The same reasoning can be repeated for the remaining elements of the series. For the last place there remains only one option — the last remaining item. For last two options, and so on.

Therefore, for a number of N distinct items the number of possible permutations is equal to the product of all the integers from 1 to N. This work is called factorial N and is denoted N! (read "n factorial").

The same reasoning can be repeated for the remaining elements of the series. For the last place there remains only one option — the last remaining item. For last two options, and so on.

Therefore, for a number of N distinct items the number of possible permutations is equal to the product of all the integers from 1 to N. This work is called factorial N and is denoted N! (read "n factorial").

2

In the previous case, the number of possible elements and number of seats number of match and the number is equal to N. But it is possible that in a number of smaller places than there are possible elements. In other words, the number of elements in the sample is equal to some number M, where M < N. In this case the problem of determining the number of possible combinations can have two different options.

First, you may need to count the total number of possible ways to rank M elements of N. Such methods are referred to as placements.

Second, the researcher may be interested in a number of ways to choose M elements from N. the order of the elements is not important, but any two choices must differ by at least one element.

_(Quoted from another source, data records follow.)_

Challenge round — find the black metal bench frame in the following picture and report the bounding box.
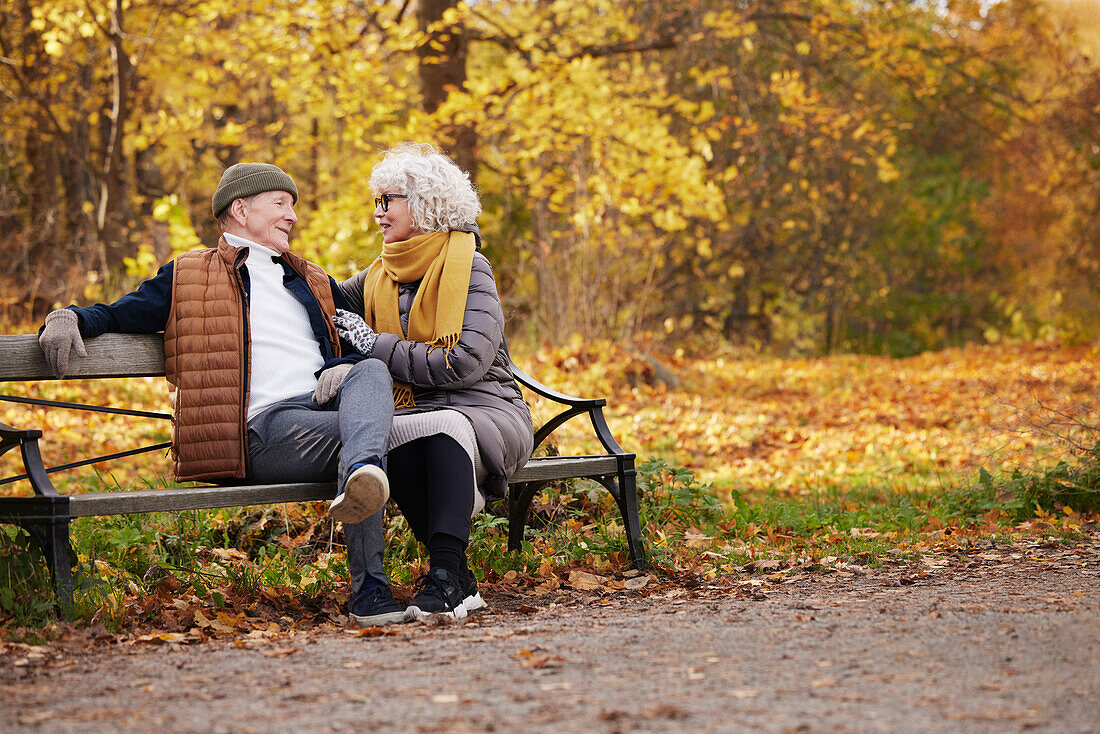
[0,333,646,616]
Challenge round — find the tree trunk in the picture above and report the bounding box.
[417,0,477,179]
[96,0,134,273]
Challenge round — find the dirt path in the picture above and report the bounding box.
[0,540,1100,734]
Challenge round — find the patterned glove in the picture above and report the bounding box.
[39,308,88,377]
[314,363,353,405]
[332,308,378,357]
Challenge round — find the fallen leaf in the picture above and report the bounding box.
[264,647,298,658]
[569,571,607,591]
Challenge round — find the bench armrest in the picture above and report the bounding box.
[510,362,607,409]
[510,362,634,457]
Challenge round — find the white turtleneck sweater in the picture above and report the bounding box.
[224,234,325,420]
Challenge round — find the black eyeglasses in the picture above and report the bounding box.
[374,194,409,211]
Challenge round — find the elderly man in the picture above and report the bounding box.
[39,163,405,626]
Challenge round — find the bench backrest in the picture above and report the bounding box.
[0,333,164,382]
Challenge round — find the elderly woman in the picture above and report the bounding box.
[334,144,532,620]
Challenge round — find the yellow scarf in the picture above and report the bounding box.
[363,232,475,408]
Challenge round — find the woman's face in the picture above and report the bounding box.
[374,193,424,244]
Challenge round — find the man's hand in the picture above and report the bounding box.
[314,362,354,405]
[39,308,88,377]
[332,308,378,357]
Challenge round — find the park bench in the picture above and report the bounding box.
[0,333,646,615]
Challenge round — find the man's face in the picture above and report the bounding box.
[233,191,298,254]
[374,192,424,244]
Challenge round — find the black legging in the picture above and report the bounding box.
[386,434,474,549]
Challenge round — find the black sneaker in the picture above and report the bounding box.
[459,568,485,614]
[405,568,466,621]
[348,578,405,627]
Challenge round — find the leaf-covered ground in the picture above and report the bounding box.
[0,343,1100,640]
[516,344,1100,492]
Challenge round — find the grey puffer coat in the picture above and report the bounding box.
[338,242,535,497]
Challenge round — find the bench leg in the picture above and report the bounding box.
[0,495,73,618]
[615,465,648,571]
[23,518,73,620]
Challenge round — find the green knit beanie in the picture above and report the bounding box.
[212,163,298,219]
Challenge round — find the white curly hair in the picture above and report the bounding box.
[370,143,481,232]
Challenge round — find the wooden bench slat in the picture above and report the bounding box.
[62,457,618,517]
[0,333,164,381]
[68,482,337,517]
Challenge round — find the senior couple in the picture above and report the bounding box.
[39,144,532,626]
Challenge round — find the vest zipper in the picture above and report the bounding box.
[233,250,252,476]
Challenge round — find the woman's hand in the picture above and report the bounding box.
[332,308,378,357]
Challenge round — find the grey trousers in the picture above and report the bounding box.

Such methods are called combinations.

First, you may need to count the total number of possible ways to rank M elements of N. Such methods are referred to as placements.

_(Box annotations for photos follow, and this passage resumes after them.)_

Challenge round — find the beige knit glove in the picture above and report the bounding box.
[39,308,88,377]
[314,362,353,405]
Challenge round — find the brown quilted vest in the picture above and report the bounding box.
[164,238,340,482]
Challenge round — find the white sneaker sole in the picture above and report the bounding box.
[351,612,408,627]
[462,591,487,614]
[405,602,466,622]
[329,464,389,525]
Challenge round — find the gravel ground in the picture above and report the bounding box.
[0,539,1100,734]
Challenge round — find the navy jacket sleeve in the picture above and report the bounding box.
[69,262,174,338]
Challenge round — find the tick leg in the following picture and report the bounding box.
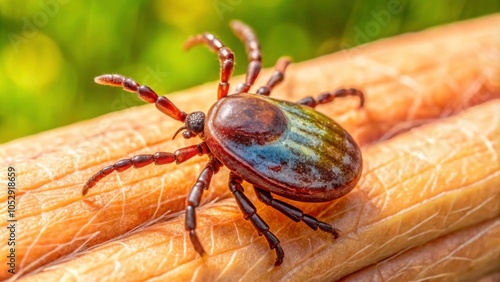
[229,172,285,266]
[94,74,186,122]
[230,21,262,93]
[184,33,234,100]
[297,88,365,108]
[257,57,290,96]
[186,158,222,256]
[254,186,340,239]
[82,142,210,196]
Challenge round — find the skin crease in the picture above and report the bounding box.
[205,94,362,202]
[0,15,500,281]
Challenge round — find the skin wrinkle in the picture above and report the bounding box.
[4,17,500,280]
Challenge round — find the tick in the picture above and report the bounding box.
[82,21,364,266]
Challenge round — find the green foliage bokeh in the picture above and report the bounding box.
[0,0,500,142]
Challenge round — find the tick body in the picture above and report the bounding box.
[82,21,364,266]
[205,94,361,202]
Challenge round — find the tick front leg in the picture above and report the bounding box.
[94,74,186,122]
[257,57,291,96]
[229,172,285,266]
[186,158,222,256]
[297,88,365,108]
[254,186,340,239]
[82,142,210,196]
[230,21,262,93]
[184,33,234,100]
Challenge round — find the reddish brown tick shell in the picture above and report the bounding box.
[204,94,362,202]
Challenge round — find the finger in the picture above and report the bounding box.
[22,97,500,281]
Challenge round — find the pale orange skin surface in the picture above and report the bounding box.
[0,15,500,281]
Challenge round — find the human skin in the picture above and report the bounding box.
[0,12,500,281]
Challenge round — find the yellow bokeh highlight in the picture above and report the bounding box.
[154,0,215,30]
[1,33,62,93]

Second, the researcher may be interested in a number of ways to choose M elements from N. the order of the elements is not important, but any two choices must differ by at least one element. Such methods are called combinations.

3

To find the number of permutations of M elements from N, one can resort to the same way of reasoning as in the case of permutations. In the first place is still can stand N elements, the second (N - 1), and so on. But for last place in the number of possible variants is equal to one and (N - M + 1), since, when the placement is finished, there remain (N - M) unused elements.

Thus, the number of allocations of M items from N is equal to the product of all the integers from (N - M + 1) to N, or, equivalently, the private N!/(N - M)!.

Thus, the number of allocations of M items from N is equal to the product of all the integers from (N - M + 1) to N, or, equivalently, the private N!/(N - M)!.

4

It is obvious that the number of combinations of M elements of N will be less than the number of placements. For each possible combinations is M! possible placements that depend on the order of the elements of the combination. Therefore, in order to find this amount, you need to divide the number of allocations of M items from N is N!. In other words, the number of combinations of M items from N is N!/(M!*(N - M)!).